Complications of portal vein thrombosis
- The most prominent and common complication of portal vein thrombosis is esophageal and gastric fundus varices bleeding.
Portal vein thrombosis treatment
- Anticoagulant therapy
- As the main treatment measure, early venous heparin anticoagulation should be performed on newly occurring thrombus. Full or extensive recanalization can occur. It can also prevent the spread of blood clots, prevent intestinal ischemia in the short term, and prevent liver in the long term For external portal hypertension, oral anticoagulant therapy is recommended for at least six months.
- 2. Thrombolytic therapy
- Thrombolytic therapy is feasible in the acute phase of this disease. The application of systemic intravenous thrombolytic drugs (urokinase) can reopen the portal vein trunk. In recent years, due to the increase in the level of intervention, more local medications have been used. Intubation of the femoral vein to the superior mesenteric artery, and early continuous thrombolysis with micropump urokinase are effective for acute PT and newly developed PT.
- 3. Interventional and surgical treatment
- For acute portal vein thrombosis in a short period of time, portal vein incision and thrombus removal are performed as early as possible.
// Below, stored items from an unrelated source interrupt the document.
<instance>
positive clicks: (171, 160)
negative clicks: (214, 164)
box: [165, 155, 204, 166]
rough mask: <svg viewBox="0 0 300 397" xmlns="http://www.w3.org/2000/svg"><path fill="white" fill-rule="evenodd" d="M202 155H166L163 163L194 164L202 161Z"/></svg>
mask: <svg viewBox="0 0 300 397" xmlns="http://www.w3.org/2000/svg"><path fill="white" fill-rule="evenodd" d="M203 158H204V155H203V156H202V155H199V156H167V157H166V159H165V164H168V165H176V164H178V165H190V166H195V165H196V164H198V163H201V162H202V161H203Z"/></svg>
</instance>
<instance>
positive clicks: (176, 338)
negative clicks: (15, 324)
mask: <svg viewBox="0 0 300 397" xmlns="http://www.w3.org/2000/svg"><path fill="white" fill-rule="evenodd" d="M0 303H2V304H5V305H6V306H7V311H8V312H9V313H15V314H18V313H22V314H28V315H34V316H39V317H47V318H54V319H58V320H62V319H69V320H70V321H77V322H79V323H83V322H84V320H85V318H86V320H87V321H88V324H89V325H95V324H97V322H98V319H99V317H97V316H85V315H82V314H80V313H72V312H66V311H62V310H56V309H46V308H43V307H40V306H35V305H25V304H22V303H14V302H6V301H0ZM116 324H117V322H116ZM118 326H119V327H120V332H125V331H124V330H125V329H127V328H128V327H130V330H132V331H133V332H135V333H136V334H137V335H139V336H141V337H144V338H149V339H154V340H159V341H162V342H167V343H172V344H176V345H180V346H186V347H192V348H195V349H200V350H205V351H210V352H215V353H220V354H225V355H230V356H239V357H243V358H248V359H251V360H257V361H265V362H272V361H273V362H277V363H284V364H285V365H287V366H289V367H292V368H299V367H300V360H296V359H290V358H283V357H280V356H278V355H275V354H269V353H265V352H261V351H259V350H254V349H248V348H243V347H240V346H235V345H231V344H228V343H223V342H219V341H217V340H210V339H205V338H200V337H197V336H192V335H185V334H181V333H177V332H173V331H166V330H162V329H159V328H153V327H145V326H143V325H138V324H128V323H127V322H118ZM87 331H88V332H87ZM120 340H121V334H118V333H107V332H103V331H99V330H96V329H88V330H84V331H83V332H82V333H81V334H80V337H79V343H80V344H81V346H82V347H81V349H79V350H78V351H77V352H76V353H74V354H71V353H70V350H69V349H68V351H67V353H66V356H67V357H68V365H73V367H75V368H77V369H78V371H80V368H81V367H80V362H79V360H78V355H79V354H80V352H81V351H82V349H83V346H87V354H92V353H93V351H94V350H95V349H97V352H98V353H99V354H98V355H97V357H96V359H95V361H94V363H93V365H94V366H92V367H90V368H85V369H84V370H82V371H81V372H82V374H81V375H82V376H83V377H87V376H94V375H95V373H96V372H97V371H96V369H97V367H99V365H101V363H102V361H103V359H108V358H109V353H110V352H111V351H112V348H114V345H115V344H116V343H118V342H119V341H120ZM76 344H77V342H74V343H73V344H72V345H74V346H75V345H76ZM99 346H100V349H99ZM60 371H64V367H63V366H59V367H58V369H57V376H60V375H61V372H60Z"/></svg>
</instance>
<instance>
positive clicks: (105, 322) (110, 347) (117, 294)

For a long time for thrombosis, thrombosis appears to be organic, and the effect of incision or thrombolysis is poor. Shunt.
- 4. Transjugular intrahepatic portal vein shunt treatment
- Since the introduction of the intervenous radiology technique of jugular intrahepatic portal vein shunt in 1989, it has become a treatment option for controlling portal hypertension and refractory ascites.
- 5. Intestinal resection
- Mainly for patients with mesenteric thrombosis who have intestinal necrosis, necrotic intestinal segment and mesenteric resection are the only treatment methods, and continuous anticoagulation after surgery to prevent thrombosis.